The sturdy square tower is late Norman, and there is a small Norman window inset on the south face. The south porch and aisle are products of the 14th century. The most interesting feature of the porch is the pair of circular windows, one on either side. These are composed of very attractive trefoil designs.

The most fascinating feature of the church is the wonderful array of carved benches. These date to the 15th century, and feature traceried backs so finely carved as to seem like lace, and wonderful poppyhead ends.

The bench ends originally featured carved figures on the armrests, probably saints, but these were destroyed during the Reformation.

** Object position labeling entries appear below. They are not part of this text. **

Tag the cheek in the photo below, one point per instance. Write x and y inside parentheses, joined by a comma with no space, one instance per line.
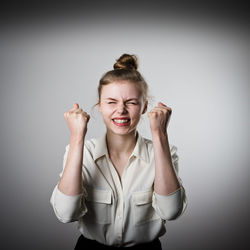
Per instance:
(136,113)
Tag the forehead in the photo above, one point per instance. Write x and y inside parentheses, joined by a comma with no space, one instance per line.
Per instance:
(121,89)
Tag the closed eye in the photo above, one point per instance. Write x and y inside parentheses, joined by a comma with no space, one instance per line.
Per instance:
(133,103)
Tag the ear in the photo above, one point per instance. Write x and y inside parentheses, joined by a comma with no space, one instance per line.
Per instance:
(145,108)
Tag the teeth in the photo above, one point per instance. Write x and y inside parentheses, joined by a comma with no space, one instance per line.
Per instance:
(121,121)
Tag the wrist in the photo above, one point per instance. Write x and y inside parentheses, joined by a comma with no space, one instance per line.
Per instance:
(76,139)
(159,133)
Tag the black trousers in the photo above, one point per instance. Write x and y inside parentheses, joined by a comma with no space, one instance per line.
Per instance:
(86,244)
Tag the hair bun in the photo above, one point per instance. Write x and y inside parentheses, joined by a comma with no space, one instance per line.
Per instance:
(126,61)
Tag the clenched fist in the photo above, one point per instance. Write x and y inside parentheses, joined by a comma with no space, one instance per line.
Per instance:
(159,118)
(77,121)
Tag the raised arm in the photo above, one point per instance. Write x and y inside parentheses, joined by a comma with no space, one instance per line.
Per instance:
(71,180)
(166,181)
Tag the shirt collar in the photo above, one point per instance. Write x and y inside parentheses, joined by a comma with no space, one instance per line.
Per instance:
(139,151)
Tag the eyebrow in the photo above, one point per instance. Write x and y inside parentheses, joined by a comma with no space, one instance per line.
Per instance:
(131,99)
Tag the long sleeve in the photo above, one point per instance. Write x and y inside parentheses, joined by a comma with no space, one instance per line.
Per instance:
(171,206)
(67,208)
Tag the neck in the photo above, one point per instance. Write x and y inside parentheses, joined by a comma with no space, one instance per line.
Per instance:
(121,144)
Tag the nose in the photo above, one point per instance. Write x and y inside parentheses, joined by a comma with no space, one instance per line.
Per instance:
(122,109)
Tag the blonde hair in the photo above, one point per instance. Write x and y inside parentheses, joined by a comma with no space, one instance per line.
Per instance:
(125,69)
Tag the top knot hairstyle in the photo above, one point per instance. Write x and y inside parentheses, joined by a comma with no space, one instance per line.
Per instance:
(126,61)
(125,69)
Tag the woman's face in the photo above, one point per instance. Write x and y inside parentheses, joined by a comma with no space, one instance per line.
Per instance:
(121,105)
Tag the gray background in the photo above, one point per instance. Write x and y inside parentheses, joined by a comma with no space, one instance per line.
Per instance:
(195,58)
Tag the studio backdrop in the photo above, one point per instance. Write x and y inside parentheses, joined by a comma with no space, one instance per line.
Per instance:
(194,58)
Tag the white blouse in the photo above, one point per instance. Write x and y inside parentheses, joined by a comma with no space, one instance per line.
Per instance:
(119,212)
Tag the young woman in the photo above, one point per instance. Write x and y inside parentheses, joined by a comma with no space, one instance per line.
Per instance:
(121,188)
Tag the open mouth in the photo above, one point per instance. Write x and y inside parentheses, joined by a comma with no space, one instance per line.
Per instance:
(121,122)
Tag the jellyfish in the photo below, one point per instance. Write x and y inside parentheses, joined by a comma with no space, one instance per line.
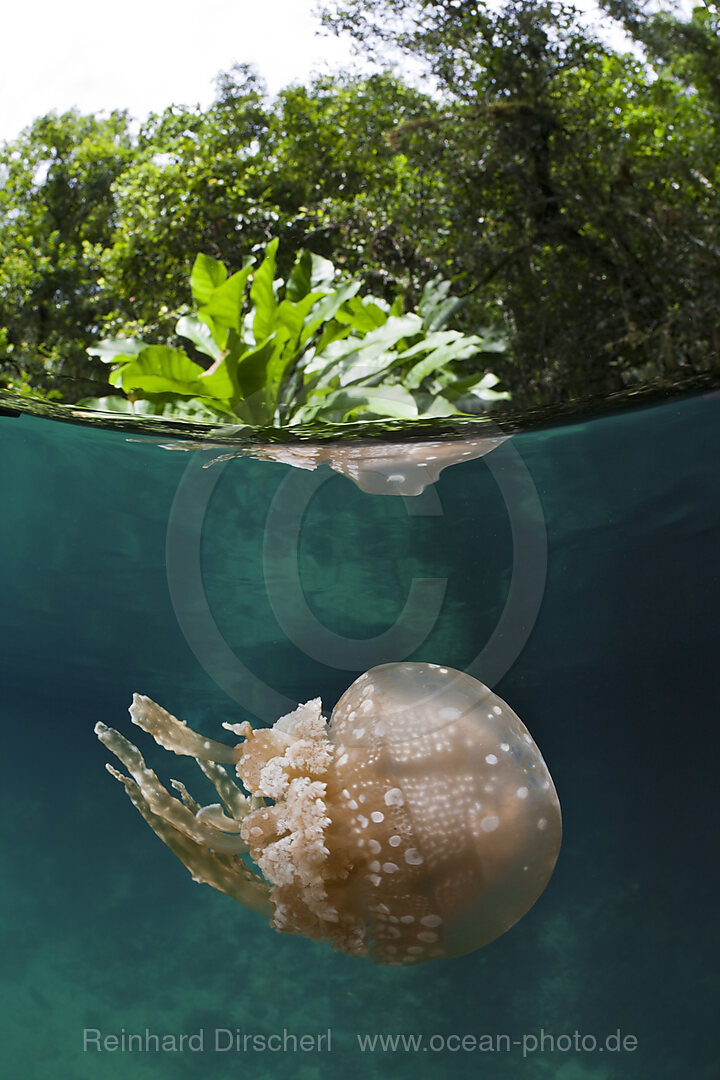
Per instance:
(420,823)
(378,468)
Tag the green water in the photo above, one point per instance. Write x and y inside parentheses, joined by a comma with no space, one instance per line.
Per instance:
(127,567)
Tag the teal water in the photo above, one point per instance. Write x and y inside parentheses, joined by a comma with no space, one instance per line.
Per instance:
(127,567)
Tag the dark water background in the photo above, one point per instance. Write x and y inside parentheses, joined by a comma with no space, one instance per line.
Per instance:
(103,928)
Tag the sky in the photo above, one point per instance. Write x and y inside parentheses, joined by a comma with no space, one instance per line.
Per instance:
(143,55)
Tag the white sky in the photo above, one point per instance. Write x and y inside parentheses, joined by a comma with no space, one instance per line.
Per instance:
(143,55)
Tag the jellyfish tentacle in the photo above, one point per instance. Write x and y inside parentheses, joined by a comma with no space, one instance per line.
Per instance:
(175,734)
(222,872)
(159,799)
(235,802)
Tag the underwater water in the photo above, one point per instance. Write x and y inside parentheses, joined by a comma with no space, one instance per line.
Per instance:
(575,569)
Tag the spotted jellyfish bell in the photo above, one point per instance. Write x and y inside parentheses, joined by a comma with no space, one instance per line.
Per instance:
(422,823)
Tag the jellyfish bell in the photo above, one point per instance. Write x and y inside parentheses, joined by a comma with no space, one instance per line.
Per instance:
(420,823)
(403,468)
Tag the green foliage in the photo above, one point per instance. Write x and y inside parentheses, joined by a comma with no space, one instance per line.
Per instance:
(567,191)
(309,349)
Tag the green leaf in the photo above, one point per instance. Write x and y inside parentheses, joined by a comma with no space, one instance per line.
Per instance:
(364,315)
(112,349)
(206,274)
(160,369)
(357,402)
(327,308)
(262,295)
(300,281)
(225,306)
(460,348)
(200,334)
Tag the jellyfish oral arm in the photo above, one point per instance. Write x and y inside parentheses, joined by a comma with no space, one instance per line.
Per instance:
(420,823)
(205,839)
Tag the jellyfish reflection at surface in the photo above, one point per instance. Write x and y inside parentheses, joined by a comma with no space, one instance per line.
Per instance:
(420,823)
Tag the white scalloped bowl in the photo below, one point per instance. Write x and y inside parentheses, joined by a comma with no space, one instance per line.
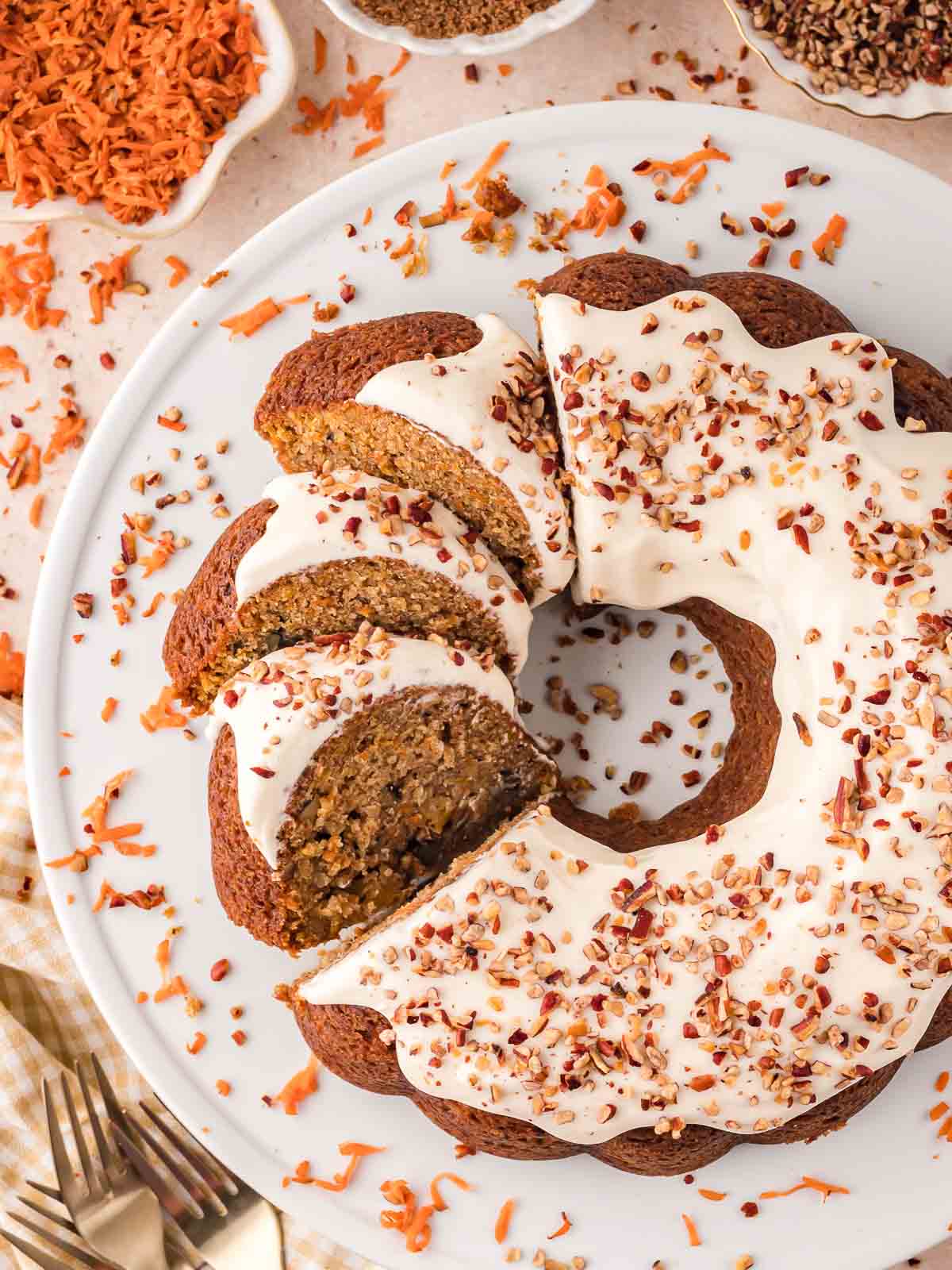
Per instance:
(917,102)
(276,87)
(558,16)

The font is mid 15th century and was the gift of the vicar, Peter Floke. He was appointed by the nuns of Denny Abbey in Cambridgeshire, who held the patronage since 1343.

The story of how the nuns came to receive the living of Gooderstone is a tragic one. The parish belonged to Lady Mary de St Paul, who, in 1343 was due to marry Aymer de Valence, Earl of Pembroke and Lord of the manor of Gooderstone.

Aymer was killed in a tournament on the day of his wedding, and Lady Mary gave the rectory and the parish of Gooderstone to Denny Abbey in exchange for eternal prayers for her husband's soul. She later paid for the south aisle to be built as well.

Near the south door is an ancient wooden alms box, still in use after 500 years. There is also a quite lovely 15th-century rood screen, standing to a height of 16 feet. Some of the original painting and gilding can still be seen in the upper sections.

The screen base is wonderfully painted with panels depicting the 12 apostles with a small angel holding a backcloth for each. Behind the screen in the chancel are three wonderfully carved returned stalls decorated with foliage designs.

The chancel dates to around 1200 and boasts simple Early English lancet windows. There is a double 13th-century piscina (13th century) and a very strange, unadorned sedilia built on three levels, with a stone armrest at each end.